- Poster
- Directed by: Aravind Ratnasingam
- Written by: S. Thangavel
- Produced by: Aravind Ratnasingam Ravi Gunasingam
- Starring: Aravind Ratnasingam Mithuna Santhanam
- Cinematography: Paul Livingstone
- Edited by: Sudha
- Music by: Brunthan Sabesh–Murali (background score)
- Production companies: Toronto Talkies Private Ltd. Dream Art Creations
- Release date: 23 March 2012;
- Running time: 135 minutes
- Country: India
- Language: Tamil

= Kadhal Pisase =

2012 Indian film by Aravind

Kadhal Pisase is a 2012 Indian Tamil-language romantic drama film directed and co-produced by Aravind Ratnasingam, who also plays the lead role, alongside Mithuna.

==Production==
S. Thangavel, an associate of K. S. Ravikumar, approached Aravind Ratnasingam, a graduate of the Toronto Film School who starred in the Canadian Tamil film Adhikalai 26, with a one-liner of the story.
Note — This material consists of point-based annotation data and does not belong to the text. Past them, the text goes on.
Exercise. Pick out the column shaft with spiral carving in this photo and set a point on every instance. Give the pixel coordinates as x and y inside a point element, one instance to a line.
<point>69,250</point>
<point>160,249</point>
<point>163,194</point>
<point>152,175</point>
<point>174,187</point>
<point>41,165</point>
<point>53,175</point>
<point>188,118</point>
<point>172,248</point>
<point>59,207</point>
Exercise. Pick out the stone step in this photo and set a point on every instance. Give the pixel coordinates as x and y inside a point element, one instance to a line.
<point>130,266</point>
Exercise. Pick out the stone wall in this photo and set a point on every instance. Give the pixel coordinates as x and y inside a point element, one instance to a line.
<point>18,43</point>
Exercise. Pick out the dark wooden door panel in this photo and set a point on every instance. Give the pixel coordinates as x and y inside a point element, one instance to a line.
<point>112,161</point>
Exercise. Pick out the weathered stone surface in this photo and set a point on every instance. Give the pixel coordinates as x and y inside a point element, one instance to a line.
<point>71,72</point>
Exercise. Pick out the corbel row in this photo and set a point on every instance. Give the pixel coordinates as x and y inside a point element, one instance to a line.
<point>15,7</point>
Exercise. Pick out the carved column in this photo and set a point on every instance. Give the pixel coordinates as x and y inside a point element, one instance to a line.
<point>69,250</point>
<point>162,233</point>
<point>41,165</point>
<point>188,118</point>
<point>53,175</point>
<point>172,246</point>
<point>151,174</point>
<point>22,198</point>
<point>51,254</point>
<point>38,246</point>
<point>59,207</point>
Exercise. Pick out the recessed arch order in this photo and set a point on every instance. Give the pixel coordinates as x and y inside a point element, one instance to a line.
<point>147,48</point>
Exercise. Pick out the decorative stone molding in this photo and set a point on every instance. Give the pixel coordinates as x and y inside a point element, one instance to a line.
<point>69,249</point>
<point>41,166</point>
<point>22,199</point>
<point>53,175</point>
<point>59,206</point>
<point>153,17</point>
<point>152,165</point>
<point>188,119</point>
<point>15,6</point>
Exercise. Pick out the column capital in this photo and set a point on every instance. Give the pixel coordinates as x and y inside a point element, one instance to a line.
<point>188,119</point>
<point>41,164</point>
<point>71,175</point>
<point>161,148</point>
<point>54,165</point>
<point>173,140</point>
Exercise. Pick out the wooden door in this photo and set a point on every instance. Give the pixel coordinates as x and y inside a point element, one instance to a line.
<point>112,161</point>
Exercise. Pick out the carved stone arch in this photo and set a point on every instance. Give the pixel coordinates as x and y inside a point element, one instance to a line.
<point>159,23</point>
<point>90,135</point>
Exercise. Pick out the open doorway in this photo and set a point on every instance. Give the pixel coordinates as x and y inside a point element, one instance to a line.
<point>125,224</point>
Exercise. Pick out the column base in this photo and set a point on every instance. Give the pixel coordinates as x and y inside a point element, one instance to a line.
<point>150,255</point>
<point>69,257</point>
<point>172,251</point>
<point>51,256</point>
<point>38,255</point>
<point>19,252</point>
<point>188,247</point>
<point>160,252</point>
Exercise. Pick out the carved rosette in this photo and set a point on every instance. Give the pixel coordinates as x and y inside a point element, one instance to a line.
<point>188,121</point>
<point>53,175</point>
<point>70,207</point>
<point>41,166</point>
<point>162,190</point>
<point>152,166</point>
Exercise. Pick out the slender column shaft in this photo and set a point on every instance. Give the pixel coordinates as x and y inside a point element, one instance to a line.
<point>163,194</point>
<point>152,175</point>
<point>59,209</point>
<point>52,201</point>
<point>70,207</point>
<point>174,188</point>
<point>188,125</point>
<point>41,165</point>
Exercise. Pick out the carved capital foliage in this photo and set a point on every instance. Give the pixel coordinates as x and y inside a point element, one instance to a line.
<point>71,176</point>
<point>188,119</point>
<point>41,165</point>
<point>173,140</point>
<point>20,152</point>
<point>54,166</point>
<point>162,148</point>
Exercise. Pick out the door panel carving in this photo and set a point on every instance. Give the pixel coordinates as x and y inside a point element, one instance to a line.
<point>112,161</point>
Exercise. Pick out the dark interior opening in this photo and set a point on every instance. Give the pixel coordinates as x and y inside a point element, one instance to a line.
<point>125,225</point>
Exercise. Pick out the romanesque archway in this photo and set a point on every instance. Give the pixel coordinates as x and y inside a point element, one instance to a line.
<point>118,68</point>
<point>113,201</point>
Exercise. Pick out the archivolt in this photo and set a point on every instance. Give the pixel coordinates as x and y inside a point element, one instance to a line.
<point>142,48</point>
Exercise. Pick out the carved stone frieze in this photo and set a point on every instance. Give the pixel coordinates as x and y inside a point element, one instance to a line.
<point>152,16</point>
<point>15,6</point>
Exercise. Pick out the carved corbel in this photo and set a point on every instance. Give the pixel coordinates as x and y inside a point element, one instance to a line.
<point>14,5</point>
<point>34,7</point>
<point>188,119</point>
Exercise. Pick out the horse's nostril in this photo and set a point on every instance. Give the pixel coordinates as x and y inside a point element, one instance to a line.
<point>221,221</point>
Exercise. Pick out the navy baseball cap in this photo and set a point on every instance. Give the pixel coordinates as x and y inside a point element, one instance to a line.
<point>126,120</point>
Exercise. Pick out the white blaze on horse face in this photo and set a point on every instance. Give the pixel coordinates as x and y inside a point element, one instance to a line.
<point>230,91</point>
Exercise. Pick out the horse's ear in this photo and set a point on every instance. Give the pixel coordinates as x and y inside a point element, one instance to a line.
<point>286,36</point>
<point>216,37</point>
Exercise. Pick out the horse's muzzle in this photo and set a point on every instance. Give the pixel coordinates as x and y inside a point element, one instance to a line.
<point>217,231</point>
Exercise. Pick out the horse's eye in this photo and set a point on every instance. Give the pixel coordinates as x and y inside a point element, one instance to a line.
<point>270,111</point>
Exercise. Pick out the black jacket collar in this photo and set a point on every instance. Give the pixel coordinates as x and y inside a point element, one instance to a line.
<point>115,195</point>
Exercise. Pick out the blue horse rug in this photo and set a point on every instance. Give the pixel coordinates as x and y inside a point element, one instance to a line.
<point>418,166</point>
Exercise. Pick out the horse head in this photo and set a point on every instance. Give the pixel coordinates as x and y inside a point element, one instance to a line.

Aravind, who was impressed with the story, agreed to direct, co-produce alongside his friend Ravi Gunasingam and act in the film.

== Soundtrack ==
All songs were composed by Brunthan.

| Song title | Lyricist | Singers |
| "Swasamai" | Srivijay | Harish Raghavendra, Kanthini |
| "Ivan Ivan" | Mukesh Mohamed |
| "Yuthangal Seiyathey" | Roshini |
| "Engiruntho" | Haricharan |
| "Idhayame" | Raghavan Yogaratnam | Kavitha Jayaraman |
| "Gank Star" | Sabesh–Murali | Aravind, Sabesh–Murali |

== Reception ==
The Times of India gave this film a 1 out of 5 stars. The reviewer wrote that "Director Aravind (who also plays the lead) is said to have learnt acting from the Toronto Film Institute. From what unfolds on screen, we are forced to think that he needs to repeat his courses there".